A common misconception is that winter tyres are really only needed in severe conditions such as snow and ice. In fact, the high silica and natural rubber content in winter (or cold weather) tyres mean they offer superior traction in all conditions when temperatures drop below 7˚C. Cold weather tyres significantly reduce stopping distances in cold conditions, even at modest speeds, and the more severe the conditions, the greater the advantage.
Continue reading for our complete guide to Winter Tyres to help you answer the all-important question: “Do I need Winter tyres?”.
What are winter tyres?
Winter tyres, sometimes referred to as “snow tyres”, are specially designed for use in temperatures below 7˚C where they help reduce stopping distances and improve handling.
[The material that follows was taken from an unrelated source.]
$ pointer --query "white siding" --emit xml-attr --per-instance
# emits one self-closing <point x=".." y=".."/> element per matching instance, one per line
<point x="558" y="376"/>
Noticable differences between “Winter tyres” and “Summer tyres” become most apparent when the car is being driven on snow or ice as Winter tyres have significantly more traction on these typically “slippery surfaces”.
How do Winter tyres work?
Winter tyres combine various design aspects to give their handling advantage in cold weather. Firstly, they have a higher natural rubber content than ordinary tyres providing them with a much softer structure. As temperatures drop below 7˚C, the rubber in Summer tyres begins to harden, affecting their grip. Conversely, the specially created rubber compound present in Winter tyres ensures continued flexibility in colder temperatures.
Furthermore, winter tyres’ tread are made with narrower cuts (Sipes) and deeper grooves providing them with more surface area and traction. This works because the snow gets pushed into the wider grooves, providing more contact between the wheel rubber and the road, and the sipes enable the tread blocks to dig deeper into the ice or snow. This will help reduce the risk of understeer and oversteer.
How to tell the difference between Winter and Summer tyres
Visually, you can usually identify a winter tyre by looking for the “M+S ” (mud and snow) or Three-Peak Mountain Snowflake symbol on the sidewall.
These two symbols ensure the tyre complies with international regulations. Please note: tyres marked “M+S” but lacking the Three-Peak Mountain are not necessarily proper winter tyres.
You may also be able to tell by looking at the tread depth. On a winter tyre, the depth starts at between 8 and 9mm compared to 7mm on a “summer tyre”.
Regardless, you’ll notice the main difference when you’re driving in cold conditions. The winter tyres will enhance road grip as well as improve your stopping distance. Well renowned tyre manufacturer, Continental, claims that vehicles with winter tyres will come to a complete stop on a snow-covered road after 35 meters from a speed of 30mph. Comparatively, if the same car had normal tyres it may add up to 8 meters (around 2 car lengths) to your stopping distance.
Can you use winter tyres all year round?
As winter tyres are specifically designed for colder temperatures and “slippery” roads, it is not recommended to use them in the dryer, summer months. Using winter tyres in the summer will result in the following disadvantages:
- A decrease in handling performance – due to their flexibility, winter tyres are not optimised for quick manoeuvers or sharp handling in the summer months. They need to be soft and squishy to handle the snow and ice when it’s cold, but this feature is not useful in warmer weather.
- Faster wear and tear – the malleability of winter tyres lends itself to accelerated wear in warmer temperatures. Conversely, all-season and summer tyres are manufactured to tolerate warmer weather providing long wear life.
Using winter tyres in the warmer months will consequently result in a subpar driving experience whilst also resulting in you replacing them more frequently as they wear out quicker.
Do winter tyres work on black ice?
One study found that attempting to stop your vehicle on black ice could take up to 9 times longer than normal. Of course with their improved grip and flexibility, winter tyres will improve traction and stopping distances on black ice, but not by a significant amount. For that reason, care and due diligence must still be taken when driving on roads susceptible to the formation of black ice.
Can I fit winter tyres to just two wheels?
It is recommended that winter tyres are fitted to all four wheels. If they are only fitted to the driven wheels, you may experience unbalanced handling and braking, as columnist “Honest John” writes in a telegraph article:
“If you fit winter tyres to the front only, you will find the car wanting to swap ends (especially down a slippery hill)”
On dry and warm roads during summer months, winter tyres offer less traction and stopping power than high performance summer tyres, so it’s best to run summer tyres from around April to October and winter tyres from November to March (though we do seem to be experiencing winter conditions later on these days, so common sense prevails). Whilst there can be logistical issues in the UK with storing a second set of wheels and tyres it has to be said that, yes, winter tyres are a worthwhile investment if you want to safely use your car year-round; especially a powerful sports car.